In 2017, after the 2016 elections, Republicans controlled both Houses of Congress and the presidency and illustrated their own incompetence by still not passing Ryan’s fantasy budget. All they managed in two years was yet another tax cut. As they have since 1980, Republicans indulged the absurd fantasy that their tax cut would pay for itself through increased economic growth. This has never happened, and it did not happen this time, either. No thinking person has ever believed this fantasy.
It was still true in 2020, as Republicans, especially Senator Mitch McConnell, continued to promote the lie that the only way to solve growing budget deficits, a problem that the last Republican tax cut exacerbated, is to slash Social Security and Medicare, this despite the fact that the money for Social Security comes from a separate payroll tax, such that the program contributes nothing to the deficit in the general budget.
Trump’s loss has sent the “white supremacy” rump into paroxysms of increased insanity and paranoia.
They are at least amusing. As long as they are out of power.
Poor Marjorie. Reports of the “America First” caucus with its “white supremacist” implications blew up in her face and prompted a volte face. Her response to the news was as mature and responsible as one would expect from an avatar of “white supremacy”:
Greene is truly an heir to Trump. Petulant and childish. Incapable of a mature, measured response. Eager to blame the press for bad news about her.
She is also, thereby, an heir to the “white supremacist” legacy of the Republican Party. Trump is the logical culmination of Republican politics and policy since Nixon. That she vehemently rejects the label is meaningless.
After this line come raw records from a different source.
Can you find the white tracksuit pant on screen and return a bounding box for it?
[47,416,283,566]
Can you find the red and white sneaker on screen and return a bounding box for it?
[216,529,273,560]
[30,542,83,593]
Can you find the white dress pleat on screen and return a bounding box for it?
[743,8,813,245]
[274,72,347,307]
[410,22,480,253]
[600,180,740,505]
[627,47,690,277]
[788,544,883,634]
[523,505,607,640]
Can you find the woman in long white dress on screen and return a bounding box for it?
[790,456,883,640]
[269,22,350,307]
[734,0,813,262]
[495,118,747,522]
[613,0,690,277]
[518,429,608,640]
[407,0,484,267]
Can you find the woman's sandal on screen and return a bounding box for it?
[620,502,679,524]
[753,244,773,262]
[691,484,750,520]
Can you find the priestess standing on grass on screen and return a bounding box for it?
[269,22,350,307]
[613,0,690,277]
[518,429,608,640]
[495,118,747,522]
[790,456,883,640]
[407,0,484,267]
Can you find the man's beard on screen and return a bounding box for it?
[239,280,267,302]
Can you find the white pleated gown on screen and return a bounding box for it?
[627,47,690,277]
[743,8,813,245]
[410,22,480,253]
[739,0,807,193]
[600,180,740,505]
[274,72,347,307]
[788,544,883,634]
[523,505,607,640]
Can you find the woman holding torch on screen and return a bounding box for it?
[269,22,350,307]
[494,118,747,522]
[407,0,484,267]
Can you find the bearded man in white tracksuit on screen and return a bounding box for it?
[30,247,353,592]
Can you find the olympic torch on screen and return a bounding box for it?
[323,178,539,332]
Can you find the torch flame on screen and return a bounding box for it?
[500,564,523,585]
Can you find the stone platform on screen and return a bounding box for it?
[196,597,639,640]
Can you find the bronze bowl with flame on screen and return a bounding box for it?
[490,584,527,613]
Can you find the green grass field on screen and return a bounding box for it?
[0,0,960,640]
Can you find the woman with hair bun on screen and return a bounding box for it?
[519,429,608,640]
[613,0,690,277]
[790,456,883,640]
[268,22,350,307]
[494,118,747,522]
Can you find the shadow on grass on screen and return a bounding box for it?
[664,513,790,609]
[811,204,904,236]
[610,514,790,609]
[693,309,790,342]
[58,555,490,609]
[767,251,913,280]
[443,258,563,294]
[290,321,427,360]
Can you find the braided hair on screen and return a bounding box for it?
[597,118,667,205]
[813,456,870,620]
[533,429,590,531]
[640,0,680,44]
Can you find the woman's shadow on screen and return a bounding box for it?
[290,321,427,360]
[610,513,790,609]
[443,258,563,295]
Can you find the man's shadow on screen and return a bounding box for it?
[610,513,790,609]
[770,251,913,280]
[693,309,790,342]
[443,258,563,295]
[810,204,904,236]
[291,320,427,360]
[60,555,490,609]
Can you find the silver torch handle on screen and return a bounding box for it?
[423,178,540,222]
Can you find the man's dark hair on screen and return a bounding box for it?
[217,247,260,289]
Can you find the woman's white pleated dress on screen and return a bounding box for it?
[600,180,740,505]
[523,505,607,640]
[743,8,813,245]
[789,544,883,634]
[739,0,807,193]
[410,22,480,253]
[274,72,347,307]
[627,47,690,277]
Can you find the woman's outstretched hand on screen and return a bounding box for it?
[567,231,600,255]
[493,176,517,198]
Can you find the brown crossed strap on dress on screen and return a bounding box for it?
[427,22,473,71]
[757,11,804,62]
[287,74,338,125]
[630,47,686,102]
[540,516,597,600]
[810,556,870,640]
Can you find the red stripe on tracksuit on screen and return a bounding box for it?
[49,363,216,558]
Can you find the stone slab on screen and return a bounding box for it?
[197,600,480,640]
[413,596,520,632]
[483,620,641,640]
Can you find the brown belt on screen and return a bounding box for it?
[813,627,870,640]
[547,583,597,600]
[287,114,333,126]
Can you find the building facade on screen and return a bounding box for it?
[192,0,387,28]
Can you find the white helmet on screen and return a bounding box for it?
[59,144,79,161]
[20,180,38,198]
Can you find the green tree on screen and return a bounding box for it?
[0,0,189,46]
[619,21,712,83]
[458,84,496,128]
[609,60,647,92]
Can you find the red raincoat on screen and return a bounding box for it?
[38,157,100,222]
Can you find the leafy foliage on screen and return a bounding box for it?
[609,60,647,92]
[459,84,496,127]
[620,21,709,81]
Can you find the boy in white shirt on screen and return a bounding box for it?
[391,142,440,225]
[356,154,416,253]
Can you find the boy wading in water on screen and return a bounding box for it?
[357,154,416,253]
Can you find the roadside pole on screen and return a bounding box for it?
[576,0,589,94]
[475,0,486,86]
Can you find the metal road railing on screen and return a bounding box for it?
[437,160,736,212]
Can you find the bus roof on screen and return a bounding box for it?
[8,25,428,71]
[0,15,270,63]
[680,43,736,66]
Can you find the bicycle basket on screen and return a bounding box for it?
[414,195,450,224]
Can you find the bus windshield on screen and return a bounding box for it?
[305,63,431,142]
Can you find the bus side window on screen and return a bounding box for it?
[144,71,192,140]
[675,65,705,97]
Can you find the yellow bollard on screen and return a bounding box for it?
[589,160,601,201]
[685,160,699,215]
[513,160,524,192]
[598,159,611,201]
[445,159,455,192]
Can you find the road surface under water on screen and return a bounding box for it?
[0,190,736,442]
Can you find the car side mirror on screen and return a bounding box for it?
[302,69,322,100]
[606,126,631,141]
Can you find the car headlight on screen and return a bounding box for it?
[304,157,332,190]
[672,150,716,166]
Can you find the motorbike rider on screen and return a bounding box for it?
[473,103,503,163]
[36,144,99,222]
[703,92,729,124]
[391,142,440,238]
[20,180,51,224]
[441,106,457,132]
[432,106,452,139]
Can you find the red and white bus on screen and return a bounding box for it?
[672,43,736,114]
Her sort is never responsible or honest. Greene vocally supports Donald Trump and voted to challenge Electoral Votes for Joe Biden during the notorious imbroglio that the otherwise usually boring counting of those Votes became this year because of Trump’s whining. She also rejects the claim that she or Trump bear any responsibility for the attack on the Capitol.
The demographic changes that so upset “white supremacists” will continue apace, and no one can stop them. Republicans and the “white supremacist” base will be yet less popular in future elections than they were in 2018 and 2020. The sane citizens can state, correctly, that Trump lost and lost badly in a free, fair election.
We can fight for sanity and reject “white supremacy.”